The main reason for not expanding the death penalty to apply to repeat child rapists is that it will make child victims less safe from sexual predators. If the punishment is the same for raping a child as it is for raping and killing a child, then it creates a perverse incentive for sexual predators to kill the child in order to eliminate what is often the only witness to the crime. If we pass a law making the death penalty apply in these cases, even when there is no homicide involved, then we create the possibility that a child will be killed by the predator instead of surviving the attack.
The death penalty for repeat child rapists also may decrease the likelihood that these heinous crimes will go unreported. The vast majority of these type crimes involve predators who are known by their victims. A child could be pressured not to report an assault by a family member if the other members of the family know that the person may be subject to the death penalty.
Another reason is that juries are less likely to convict people if they think that the punishment is too harsh.
A final reason is that the death penalty for rape of a child may be unconstitutional as a violation of the 8th Amendment’s prohibition of cruel and unusual punishment. In 1977, the U.S. Supreme Court ruled in Coker v. Georgia that the death penalty for people who commit rape of an adult is unconstitutional, because the punishment is disproportionate to the crime. The Court has not ruled on whether they would also consider the death penalty for a person who rapes a child as disproportionate, but it is highly likely that it would. There has not been an execution in the United States for non-homicide crime since 1964. Only five states allow the death penalty for child rapists and only one person has been convicted of such a crime and sentenced to death. There seems to be a national consensus that the death penalty is not appropriate unless the crime results in a killing. The Supreme Court banned executions of juvenile offenders and people with mental retardation, because they concluded that a national consensus existed against such executions. At the time of both of those Supreme Court rulings only 18 of the 38 death penalty states had banned executions of either juvenile offenders and people with mental retardation. Today, only five of the 38 death penalty states allow the death penalty for child rapists, so 45 states do not allow it. That seems like a national consensus against such a severe punishment in these cases.

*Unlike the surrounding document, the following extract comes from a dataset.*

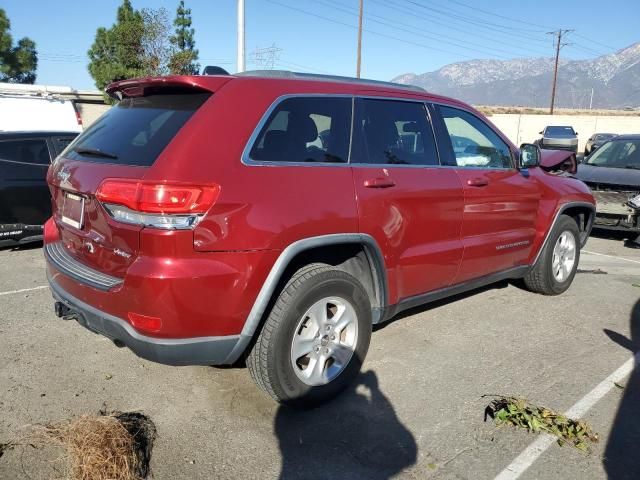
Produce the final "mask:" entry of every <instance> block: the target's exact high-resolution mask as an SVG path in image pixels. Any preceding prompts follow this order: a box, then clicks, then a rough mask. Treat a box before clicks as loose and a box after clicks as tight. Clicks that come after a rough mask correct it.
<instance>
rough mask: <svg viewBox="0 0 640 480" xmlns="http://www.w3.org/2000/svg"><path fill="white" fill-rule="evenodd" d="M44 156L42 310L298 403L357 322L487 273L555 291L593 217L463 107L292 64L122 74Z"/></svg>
mask: <svg viewBox="0 0 640 480" xmlns="http://www.w3.org/2000/svg"><path fill="white" fill-rule="evenodd" d="M107 92H108V94H109V95H111V96H112V97H113V98H114V99H116V100H117V101H118V102H117V104H116V105H115V106H114V107H113V108H111V109H110V110H109V111H108V112H107V113H105V114H104V115H103V116H102V117H101V118H100V119H99V120H98V121H96V122H95V123H94V124H93V125H91V126H90V127H89V128H88V129H86V130H85V131H84V132H83V133H82V134H81V135H80V136H79V137H78V138H77V139H76V140H75V141H74V142H73V143H72V144H71V145H69V146H68V147H67V149H66V150H65V151H64V152H63V153H62V154H61V155H60V156H59V157H58V158H57V159H56V161H55V162H54V163H53V164H52V166H51V168H50V170H49V173H48V182H49V185H50V189H51V193H52V195H53V212H54V213H53V217H52V218H51V219H50V220H49V221H48V222H47V224H46V226H45V246H44V253H45V256H46V260H47V274H48V279H49V283H50V285H51V290H52V292H53V296H54V297H55V300H56V303H55V307H56V313H57V315H58V316H60V317H63V318H68V319H75V320H77V321H78V322H79V323H80V324H81V325H83V326H85V327H86V328H88V329H89V330H92V331H93V332H96V333H98V334H101V335H104V336H106V337H108V338H110V339H112V340H113V342H114V343H115V344H116V345H118V346H126V347H128V348H130V349H131V350H132V351H133V352H135V353H136V354H137V355H139V356H141V357H143V358H146V359H149V360H152V361H155V362H160V363H164V364H168V365H229V364H234V363H236V362H238V361H246V364H247V365H248V368H249V371H250V373H251V375H252V376H253V378H254V380H255V381H256V382H257V384H258V385H259V386H260V387H261V388H262V389H264V390H265V391H266V392H267V393H268V394H269V395H271V396H272V397H273V398H274V399H276V400H277V401H280V402H283V403H288V404H297V405H309V404H314V403H319V402H321V401H324V400H327V399H329V398H331V397H332V396H334V395H336V394H337V393H338V392H339V391H340V390H341V389H342V388H344V387H345V386H346V385H347V384H348V383H349V382H350V381H351V380H352V379H353V378H354V377H355V376H356V375H357V373H358V371H359V370H360V367H361V365H362V362H363V361H364V358H365V355H366V353H367V349H368V346H369V340H370V337H371V329H372V325H375V324H378V323H381V322H385V321H387V320H389V319H391V318H392V317H393V316H394V315H396V314H397V313H398V312H400V311H402V310H405V309H407V308H410V307H414V306H416V305H420V304H424V303H426V302H430V301H433V300H437V299H441V298H443V297H446V296H449V295H453V294H457V293H460V292H463V291H466V290H470V289H474V288H477V287H479V286H483V285H486V284H489V283H492V282H496V281H499V280H504V279H517V278H524V282H525V284H526V285H527V286H528V288H529V289H531V290H533V291H536V292H540V293H543V294H548V295H555V294H560V293H562V292H564V291H565V290H566V289H567V288H568V287H569V285H570V284H571V282H572V280H573V277H574V275H575V272H576V268H577V265H578V259H579V256H580V248H581V247H582V246H583V245H584V244H585V242H586V241H587V237H588V236H589V232H590V230H591V225H592V223H593V219H594V212H595V209H594V200H593V197H592V195H591V193H590V191H589V189H588V188H587V187H586V186H585V185H584V184H583V183H582V182H580V181H579V180H577V179H574V178H571V177H568V176H566V175H564V176H563V175H553V174H550V173H548V172H546V171H544V170H543V169H541V168H537V167H538V163H539V160H540V155H541V153H540V150H539V149H538V147H536V146H534V145H529V144H525V145H523V146H522V147H521V148H520V149H518V148H516V147H515V146H514V145H513V144H511V142H509V140H508V139H507V138H506V137H505V136H504V135H503V134H502V133H500V132H499V131H498V130H497V129H496V128H495V127H494V126H493V125H492V124H491V123H490V122H489V121H488V120H487V119H486V118H485V117H483V116H482V115H481V114H480V113H478V112H477V111H476V110H474V109H473V108H471V107H470V106H468V105H465V104H464V103H461V102H459V101H456V100H452V99H449V98H444V97H440V96H436V95H431V94H429V93H427V92H425V91H423V90H422V89H419V88H416V87H409V86H403V85H397V84H391V83H385V82H375V81H363V80H355V79H348V78H341V77H329V76H317V75H316V76H314V75H305V74H298V73H292V72H269V73H266V72H262V73H253V74H252V73H245V74H241V75H226V76H225V75H219V76H176V77H162V78H144V79H138V80H127V81H122V82H118V83H115V84H112V85H111V86H109V87H108V88H107Z"/></svg>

A better approach in these cases, one that will protect children from being killed by their predators, is to allow judges and juries to sentence people to long terms in prison, including life in prison. We should leave it up to juries to decide on the appropriate punishment from a range of such punishments. Currently the range for first time offenders is 5-99 years or life in prison and the punishment for a second offense is an automatic life sentence. That seems like a just system and one that is incredibly tough already.